Jenis dan Cara Pembuatan Makanan Bulu

Renwarin mengatakan, beberapa macam makanan di Minahasa yang dimatangkan bahan-bahannya dengan dibakar pada bulu ada delapan, yaitu Tinorangsak, Sayur Pangi, Sayur Kotoi/Sa’ut, Posana, Sayur Lutu, Nasi Jaha, Cucur, Sayur Pepaya dan Paku, serta Lemet.

“Cara pembuatannya mesti terukur bahan-bahannya barulah dimasak agar proses pembakaran dan pematangan menghasilkan rasa yang pas dan tepat,” katanya di Pineleng, Minahasa, Sulut, beberapa hari ini.

Misalnya Tinorangsak, bahannya terdiri dari 1 kilo gram (Campuran daging babi, hati gaba, hati keras, lemak/tembuna dan tawadan secukupnya).

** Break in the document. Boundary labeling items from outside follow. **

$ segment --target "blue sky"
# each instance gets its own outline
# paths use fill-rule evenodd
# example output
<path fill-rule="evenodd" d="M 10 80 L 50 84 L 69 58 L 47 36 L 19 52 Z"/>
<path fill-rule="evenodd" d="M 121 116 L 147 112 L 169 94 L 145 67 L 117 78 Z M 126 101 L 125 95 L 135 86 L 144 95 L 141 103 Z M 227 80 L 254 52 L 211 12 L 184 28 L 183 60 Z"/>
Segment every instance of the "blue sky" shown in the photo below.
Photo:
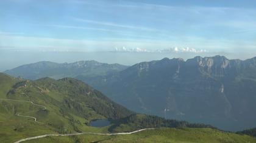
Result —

Tinorangsak dibuat dengan bumbu 50 gram rica merah, 25 guraka merah, 100 gram bawang merah, 5 batang daun bawang, 2 batang sereh, 10 lembar daun jeruk, daun selasih secukupnya dan garam secukupnya. Semua bumbu dan bahan dimasukan ke dalam bulu lalu dibakar hingga menjadi matang.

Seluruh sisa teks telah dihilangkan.